Untuk sekadar informasi, sebagaimana yang dituliskan Kompasianer Indra Mahardika bahwa rental motor telah menjadi pilihan bagi wisatawan saat berkunjung ke Bali.
Namun, ironisnya permasalahan muncul ketika banyak pelanggaran yang dilakukan oleh WNA ketika membawa motor sewaan.
"Pelanggaran umum seperti tidak menggunakan helm, melanggar marka jalan, tidak membawa surat kendaraan dan SIM, ugal-ugalan atau yang parah menggunakan nomor polisi palsu," tulisnya. (Baca selengkapnya)
2. Turis Asing Nakal di Destinasi Wisata, Perlukah Ada Sanksi?
Kompasianer Aji Mufasa berpendapat sebenarnya sudah bukan rahasia lagi jika sejumlah turis asing kerap membuat masalah selama berada di Bali.
Oleh karena itu, semua tindakan yang dilakukan oleh turis nakal ini mesti segera diatasi.
"Penting untuk memastikan bahwa destinasi wisata tetap menjadi tempat yang aman dan nyaman bagi para wisatawan, serta tidak merugikan masyarakat dan lingkungan setempat," tulis  Kompasianer Aji Mufasa.
Seperti saling terkait antara menindakan turis nakal yang merusak destinasi wisata dengan kehidupan masyarakat lokal, tetapi juga dapat berdampak besar pada industri pariwisata. (Baca selengkapnya)

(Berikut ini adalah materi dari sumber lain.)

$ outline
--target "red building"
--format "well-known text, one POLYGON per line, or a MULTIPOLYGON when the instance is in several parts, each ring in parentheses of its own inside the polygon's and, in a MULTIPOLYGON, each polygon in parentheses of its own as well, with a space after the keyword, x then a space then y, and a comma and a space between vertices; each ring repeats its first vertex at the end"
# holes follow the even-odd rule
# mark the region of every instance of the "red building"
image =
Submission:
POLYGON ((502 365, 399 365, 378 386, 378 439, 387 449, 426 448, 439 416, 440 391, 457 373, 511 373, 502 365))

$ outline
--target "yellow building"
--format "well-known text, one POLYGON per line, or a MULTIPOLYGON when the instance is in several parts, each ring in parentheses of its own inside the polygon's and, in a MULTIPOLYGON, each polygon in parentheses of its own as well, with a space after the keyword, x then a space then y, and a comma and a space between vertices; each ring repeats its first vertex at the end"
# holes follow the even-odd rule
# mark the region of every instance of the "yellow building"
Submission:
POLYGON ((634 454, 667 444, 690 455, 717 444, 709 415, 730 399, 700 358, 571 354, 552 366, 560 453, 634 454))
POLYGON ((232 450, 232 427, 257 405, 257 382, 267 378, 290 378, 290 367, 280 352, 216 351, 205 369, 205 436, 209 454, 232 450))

3. Wisman di Bali Abai Aturan Bermotor, Kritik bagi Kita
Melihat fenomena turis asing yang meresahkan, Kompasianer Sungkowo justru punya pandangan lain: justru menjadi kritik bagi diri kita sendiri, apakah kita sudah taat aturan lalu lintas?
"Seperti kita bisa melihatnya di tempat kita. Yang, ternyata juga banyak pelanggaran berlalu lintas meskipun peraturan berlalu lintas sudah diberlakukan," lanjutnya.

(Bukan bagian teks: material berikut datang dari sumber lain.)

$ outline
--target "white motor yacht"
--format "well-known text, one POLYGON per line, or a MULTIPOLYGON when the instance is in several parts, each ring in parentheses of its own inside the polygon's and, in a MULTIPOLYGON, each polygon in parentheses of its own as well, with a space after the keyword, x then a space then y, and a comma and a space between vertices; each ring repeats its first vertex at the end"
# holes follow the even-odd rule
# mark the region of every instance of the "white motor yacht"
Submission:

Pada akhirnya  perilaku sebagian masyarakat kita yang abai terhadap tata tertib berlalu lintas, dapat diketahui oleh siapa saja --termasuk wisman ini. (Baca selengkapnya)
4. Kursus Integrasi Budaya, Pintu Bebas Resah dari Wisman Nakal
Terkait wisatawan mancanegara (wisman) di Indonesia tentu saja punya prinsip dan aturan yang mesti ditaati.

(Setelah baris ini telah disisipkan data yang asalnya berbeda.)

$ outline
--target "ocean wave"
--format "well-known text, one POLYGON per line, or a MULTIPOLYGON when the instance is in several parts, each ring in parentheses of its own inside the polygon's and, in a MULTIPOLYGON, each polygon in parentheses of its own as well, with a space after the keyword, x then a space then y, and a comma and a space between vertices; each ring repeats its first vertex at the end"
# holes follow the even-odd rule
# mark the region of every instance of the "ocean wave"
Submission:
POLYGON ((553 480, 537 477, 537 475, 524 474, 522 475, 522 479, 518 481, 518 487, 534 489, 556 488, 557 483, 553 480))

Beberapa prinsip itu, menurut Kompasianer Inosensius antara lain penyesuaian diri dan ketaatan pada disiplin hukum yang berlaku di negara tersebut.
Integrasi budaya memang di banyak negara dilakukan bukan untuk para imigran di usia dewasa, tetapi lebih diprioritaskan sejak usia dini.
Akan tetapi, melihat fenomena wisman nakal ini bukan tidak mungkin untuk mereka ikut kursus integrasi. (Baca selengkapnya)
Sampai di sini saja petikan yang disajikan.